Last month, we noted that Facebook’s initial public offering could help it avoid corporate income taxes for years, via a misguided tax provision that allows the company to write off the increased value of stock options that it gives to employees when its employees exercise those options. According to the company’s filings, Facebook anticipates receiving a $500 million tax refund because of this provision.
However, two Democratic senators are trying to change the law so that companies can no longer use this particular deduction:
Sens. Carl Levin (D-Mich.) and Kent Conrad (D-N.D.) introduced a bill Wednesday that would close what they called a significant loophole in the country’s tax code, which allows companies to take a hefty deduction when employees cash in their stock options.
Facebook anticipates its deduction will be so large that it will wipe out the company’s tax obligations for all of 2011, according to the firm’s regulatory filing for its initial public offering. The company also expects to get as much as $500 million in refunds applied to the taxes it paid over the last two years.
As Levin has said, “Facebook may not pay any corporate income taxes on its profits for a generation. When profitable corporations can use the stock option tax deduction to pay zero corporate income taxes for years on end, average taxpayers are forced to pick up the tax burden. It isn’t right, and we can’t afford it.”

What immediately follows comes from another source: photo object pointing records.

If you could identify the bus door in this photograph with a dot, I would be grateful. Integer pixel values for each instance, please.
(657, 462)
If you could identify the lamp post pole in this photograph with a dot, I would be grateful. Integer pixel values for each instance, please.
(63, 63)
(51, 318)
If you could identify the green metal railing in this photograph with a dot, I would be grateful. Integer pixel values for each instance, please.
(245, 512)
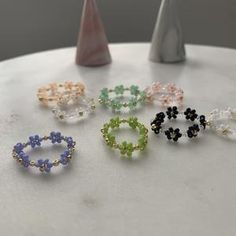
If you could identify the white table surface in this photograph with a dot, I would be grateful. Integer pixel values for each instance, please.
(171, 189)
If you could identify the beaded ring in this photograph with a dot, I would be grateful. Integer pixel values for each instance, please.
(219, 121)
(44, 165)
(166, 94)
(175, 134)
(82, 106)
(125, 148)
(115, 102)
(53, 92)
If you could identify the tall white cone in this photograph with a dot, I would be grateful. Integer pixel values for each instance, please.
(167, 41)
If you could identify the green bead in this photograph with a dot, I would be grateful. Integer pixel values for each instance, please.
(126, 149)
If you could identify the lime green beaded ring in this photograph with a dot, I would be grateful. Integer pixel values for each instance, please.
(125, 148)
(113, 98)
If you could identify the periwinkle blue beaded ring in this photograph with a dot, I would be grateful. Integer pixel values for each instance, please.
(44, 165)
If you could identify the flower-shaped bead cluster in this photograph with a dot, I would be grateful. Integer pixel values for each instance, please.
(125, 148)
(34, 141)
(113, 98)
(166, 94)
(191, 114)
(193, 131)
(55, 137)
(44, 165)
(219, 121)
(172, 112)
(156, 124)
(173, 134)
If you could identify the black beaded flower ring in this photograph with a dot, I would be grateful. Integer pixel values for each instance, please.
(175, 134)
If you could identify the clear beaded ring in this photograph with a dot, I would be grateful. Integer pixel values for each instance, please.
(114, 98)
(125, 148)
(44, 165)
(51, 93)
(166, 94)
(74, 107)
(219, 121)
(157, 124)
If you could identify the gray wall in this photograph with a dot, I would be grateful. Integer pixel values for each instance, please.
(33, 25)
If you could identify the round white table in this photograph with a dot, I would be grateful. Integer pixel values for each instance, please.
(170, 189)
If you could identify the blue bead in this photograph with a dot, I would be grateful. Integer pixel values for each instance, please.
(40, 162)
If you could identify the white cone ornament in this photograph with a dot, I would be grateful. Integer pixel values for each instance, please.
(92, 47)
(167, 41)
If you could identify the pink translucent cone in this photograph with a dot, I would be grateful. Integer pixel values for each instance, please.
(92, 48)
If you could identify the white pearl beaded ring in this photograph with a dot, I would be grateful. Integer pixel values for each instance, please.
(219, 122)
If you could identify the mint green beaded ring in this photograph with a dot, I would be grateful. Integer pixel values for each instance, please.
(125, 148)
(114, 98)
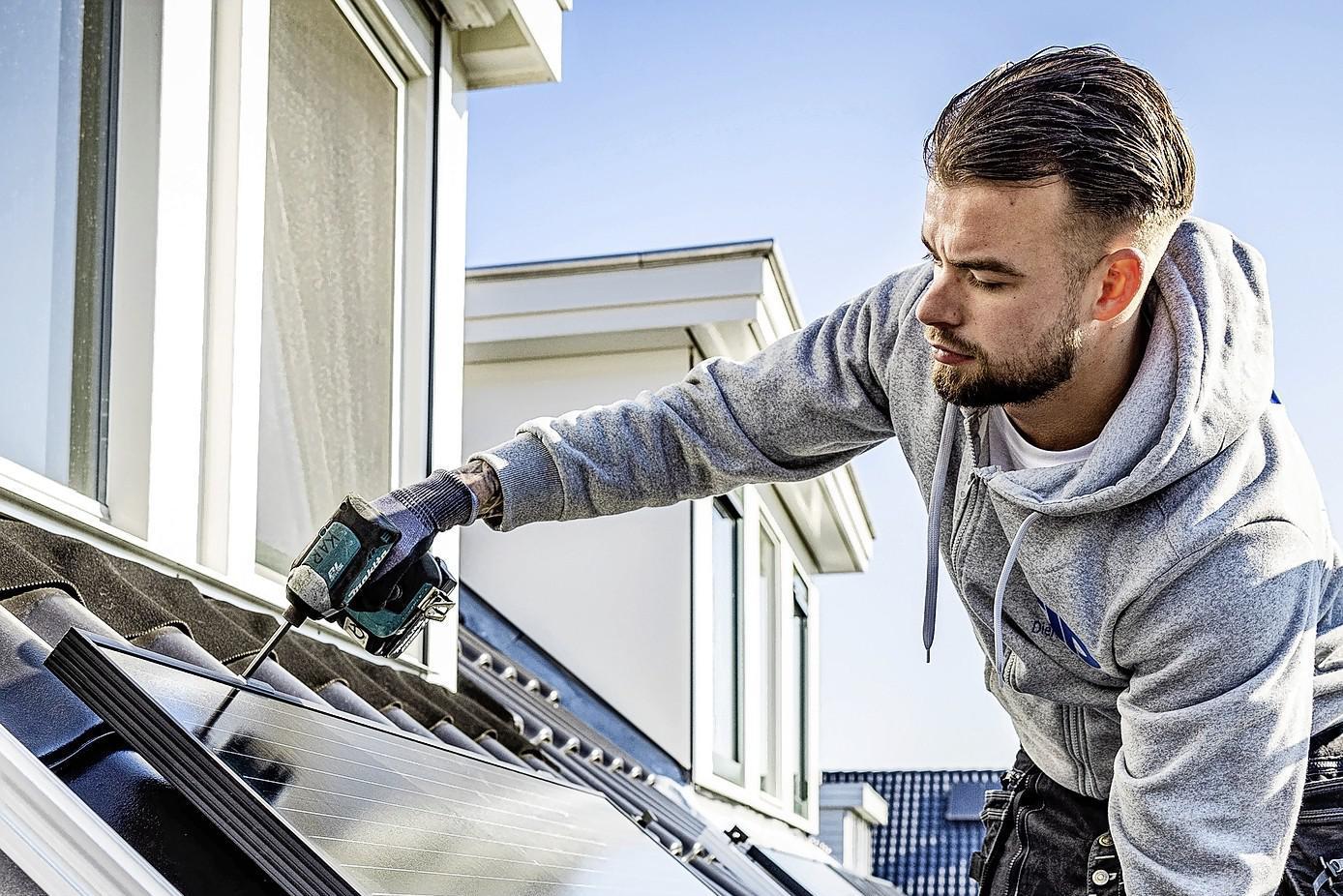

Indeed, the problem with this provision is that it gives companies a tax write off for doing, well, nothing. As Robert McIntyre explained at Citizens for Tax Justice, “in the case of stock options, there is a clear economic benefit to the employees (if the stock goes up in value), but a zero cost to the employer.”
Here’s an example of why this is problematic. Facebook CEO Mark Zuckerberg bought his stock options for six cents, but “when he exercises those options, they are expected to be worth $40.” Facebook will get to write off the difference between six cents and $40, thus lowering its tax bill, even though those “expenses” didn’t actually occur.
According to the Joint Committee on Taxation, Levin and Conrad’s change would raise about $20 billion over ten years.